More than 100 students at N.C. Central University are staying at the hotel, but when the shuttle bus picks them up for class, it pulls around to the hotel's back door.
"Racism is still going on, unfortunately," student Demetrius Thomas said.
Students were asked to sign contracts that list the hotel's rules. One of those rules instructs students to use the back or side entrances instead of the front door.
"To be told to use the back door, knowing we already paid to live here, we should be able to use all the facilities and come and go as we please," Thomas said.
Black mold was found in four residence halls on the campus at North Carolina Central. About 900 students are staying in local hotels while the dorms are renovated. University leaders said the Hilton did not mean to offend the students who are staying at the hotel.
"I've talked to management about how it would be perceived," said Jennifer Wilder of NCCU Residential Life. "We had a very long conversation, so I really don't think it was a racist move. They didn't think about how it would be perceived."
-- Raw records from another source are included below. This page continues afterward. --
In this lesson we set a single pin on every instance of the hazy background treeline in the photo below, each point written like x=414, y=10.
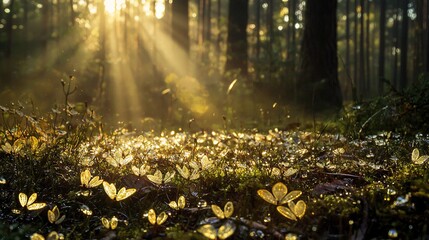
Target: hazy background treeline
x=223, y=63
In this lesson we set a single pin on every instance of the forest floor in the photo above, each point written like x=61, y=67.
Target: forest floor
x=297, y=184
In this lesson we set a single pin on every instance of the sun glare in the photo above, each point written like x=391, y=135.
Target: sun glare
x=111, y=6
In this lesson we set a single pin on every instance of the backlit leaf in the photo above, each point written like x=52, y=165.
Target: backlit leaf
x=105, y=222
x=110, y=190
x=208, y=231
x=218, y=211
x=226, y=230
x=162, y=217
x=285, y=211
x=291, y=196
x=151, y=216
x=228, y=209
x=125, y=193
x=300, y=208
x=267, y=196
x=279, y=191
x=31, y=199
x=22, y=199
x=181, y=202
x=36, y=206
x=113, y=222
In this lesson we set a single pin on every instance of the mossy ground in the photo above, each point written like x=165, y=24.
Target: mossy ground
x=355, y=187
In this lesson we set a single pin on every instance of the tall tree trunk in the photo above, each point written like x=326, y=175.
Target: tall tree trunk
x=9, y=29
x=404, y=46
x=347, y=67
x=382, y=47
x=319, y=87
x=270, y=32
x=180, y=23
x=355, y=53
x=362, y=81
x=237, y=36
x=258, y=28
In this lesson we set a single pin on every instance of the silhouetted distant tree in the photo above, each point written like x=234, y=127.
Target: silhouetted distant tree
x=237, y=36
x=318, y=86
x=180, y=23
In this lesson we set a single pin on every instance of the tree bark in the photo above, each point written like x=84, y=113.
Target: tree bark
x=319, y=87
x=237, y=36
x=180, y=23
x=404, y=46
x=382, y=47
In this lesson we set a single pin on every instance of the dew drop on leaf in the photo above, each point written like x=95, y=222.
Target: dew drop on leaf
x=291, y=236
x=392, y=233
x=202, y=203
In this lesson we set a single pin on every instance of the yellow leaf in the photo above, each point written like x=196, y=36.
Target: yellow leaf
x=226, y=230
x=267, y=196
x=415, y=154
x=37, y=236
x=36, y=206
x=291, y=196
x=285, y=211
x=300, y=208
x=181, y=202
x=173, y=205
x=95, y=182
x=162, y=217
x=218, y=211
x=105, y=222
x=156, y=177
x=151, y=216
x=110, y=190
x=23, y=199
x=208, y=231
x=125, y=193
x=114, y=222
x=228, y=209
x=279, y=191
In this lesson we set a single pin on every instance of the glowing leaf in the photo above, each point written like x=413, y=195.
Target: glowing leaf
x=291, y=196
x=53, y=236
x=231, y=85
x=228, y=209
x=267, y=196
x=37, y=236
x=285, y=211
x=416, y=158
x=32, y=199
x=110, y=190
x=181, y=202
x=36, y=206
x=156, y=177
x=300, y=208
x=95, y=181
x=279, y=191
x=105, y=222
x=184, y=172
x=23, y=199
x=125, y=193
x=226, y=230
x=114, y=222
x=151, y=216
x=162, y=217
x=53, y=214
x=208, y=231
x=218, y=211
x=415, y=154
x=206, y=163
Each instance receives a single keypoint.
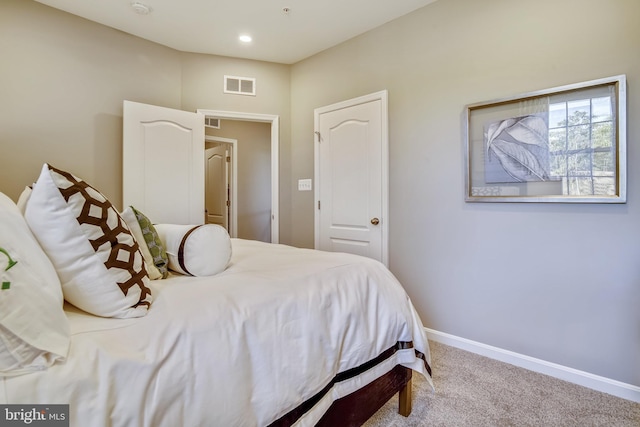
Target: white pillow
(34, 331)
(201, 250)
(129, 217)
(96, 256)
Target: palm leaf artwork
(521, 147)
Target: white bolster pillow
(196, 250)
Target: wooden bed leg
(404, 408)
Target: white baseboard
(595, 382)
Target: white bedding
(241, 348)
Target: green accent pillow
(155, 245)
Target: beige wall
(202, 87)
(63, 82)
(254, 176)
(555, 282)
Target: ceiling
(284, 31)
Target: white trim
(275, 156)
(585, 379)
(382, 96)
(234, 179)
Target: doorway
(221, 178)
(273, 121)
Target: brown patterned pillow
(95, 255)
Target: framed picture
(566, 144)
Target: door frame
(383, 97)
(234, 179)
(275, 144)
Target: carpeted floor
(473, 390)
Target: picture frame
(565, 145)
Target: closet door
(163, 163)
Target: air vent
(212, 122)
(240, 85)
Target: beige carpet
(473, 390)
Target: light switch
(304, 185)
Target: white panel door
(352, 177)
(163, 163)
(217, 185)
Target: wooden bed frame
(356, 408)
(353, 410)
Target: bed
(280, 336)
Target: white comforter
(241, 348)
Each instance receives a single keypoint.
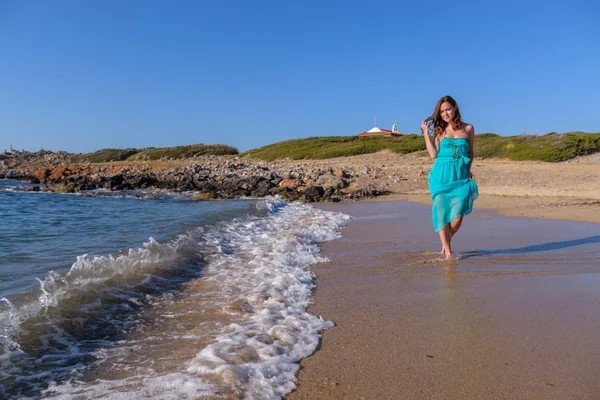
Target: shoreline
(513, 319)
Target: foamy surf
(237, 330)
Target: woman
(451, 183)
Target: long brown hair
(439, 125)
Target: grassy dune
(156, 153)
(550, 147)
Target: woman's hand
(425, 127)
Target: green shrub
(105, 155)
(180, 152)
(336, 146)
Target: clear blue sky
(81, 75)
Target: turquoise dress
(452, 192)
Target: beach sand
(516, 317)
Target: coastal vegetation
(318, 148)
(155, 153)
(551, 147)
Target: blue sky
(84, 75)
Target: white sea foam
(258, 265)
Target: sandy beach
(515, 318)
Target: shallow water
(114, 296)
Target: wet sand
(516, 318)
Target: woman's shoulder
(469, 128)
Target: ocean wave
(255, 266)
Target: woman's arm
(431, 145)
(471, 138)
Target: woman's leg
(445, 238)
(455, 225)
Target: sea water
(152, 295)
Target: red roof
(380, 132)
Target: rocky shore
(211, 177)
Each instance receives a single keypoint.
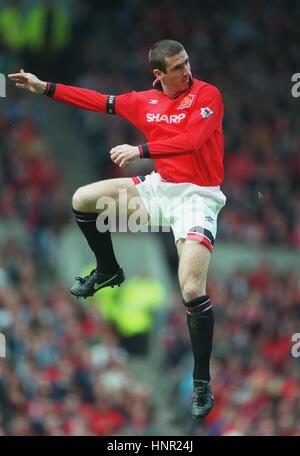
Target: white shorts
(190, 210)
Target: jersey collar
(157, 85)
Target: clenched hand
(124, 154)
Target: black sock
(100, 243)
(200, 320)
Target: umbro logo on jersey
(186, 101)
(206, 112)
(173, 118)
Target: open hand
(28, 81)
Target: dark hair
(162, 49)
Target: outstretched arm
(75, 96)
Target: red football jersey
(184, 134)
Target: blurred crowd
(255, 377)
(66, 372)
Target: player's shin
(200, 320)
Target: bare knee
(192, 288)
(80, 200)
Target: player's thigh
(194, 260)
(110, 193)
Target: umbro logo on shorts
(206, 112)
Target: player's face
(178, 73)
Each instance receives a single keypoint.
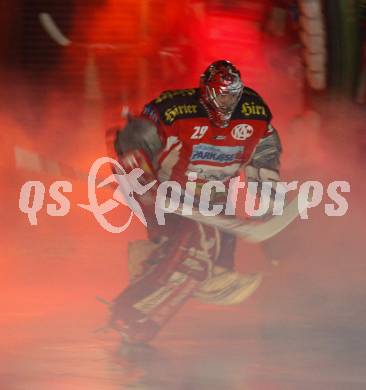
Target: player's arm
(265, 162)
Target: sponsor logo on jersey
(171, 94)
(242, 131)
(216, 154)
(270, 129)
(249, 109)
(185, 109)
(220, 137)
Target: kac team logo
(242, 131)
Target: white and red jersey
(191, 143)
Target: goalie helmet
(221, 89)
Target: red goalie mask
(221, 88)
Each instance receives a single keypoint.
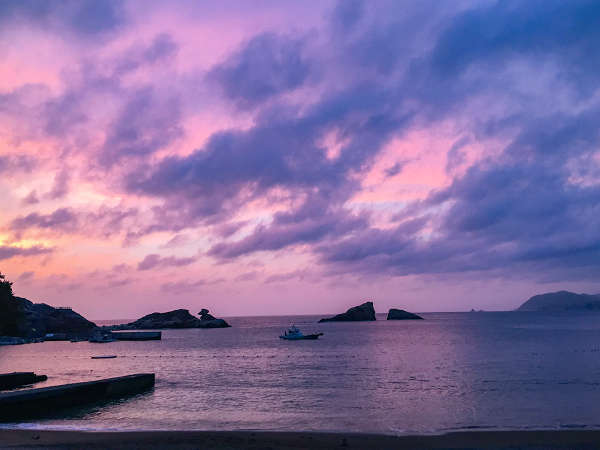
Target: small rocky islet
(22, 321)
(366, 312)
(179, 318)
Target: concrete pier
(18, 379)
(44, 401)
(137, 335)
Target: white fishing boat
(294, 334)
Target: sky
(286, 157)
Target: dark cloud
(312, 222)
(156, 261)
(266, 66)
(82, 17)
(104, 222)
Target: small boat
(102, 339)
(294, 334)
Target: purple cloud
(267, 65)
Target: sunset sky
(279, 157)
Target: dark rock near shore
(20, 317)
(179, 318)
(400, 314)
(209, 321)
(362, 312)
(562, 301)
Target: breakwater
(43, 401)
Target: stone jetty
(17, 379)
(44, 401)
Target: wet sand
(572, 439)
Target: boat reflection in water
(294, 334)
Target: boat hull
(301, 338)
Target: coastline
(19, 438)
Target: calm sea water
(450, 371)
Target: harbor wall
(44, 401)
(18, 379)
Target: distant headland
(23, 321)
(562, 301)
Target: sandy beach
(296, 440)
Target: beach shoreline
(59, 439)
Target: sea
(451, 371)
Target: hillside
(562, 301)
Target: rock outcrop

Hotel managers point out that the rooms students are assigned to are near the side and back doors. They thought it would be more convenient for students to use those entrances.
"They changed the locks on those doors, so their keys would fit and they could get in and out and not have to walk all the way through to get to the hotel," Wilder said.
The hotel's general manager said the policy was misinterpreted by people who saw it as an affront to the school's mostly black student body.
N.C. Central chancellor James H. Ammons had called the policy "unconscionable" and one student said it was reminiscent of Jim Crow laws.
The policy now has been removed from a hotel contract that students were asked to sign.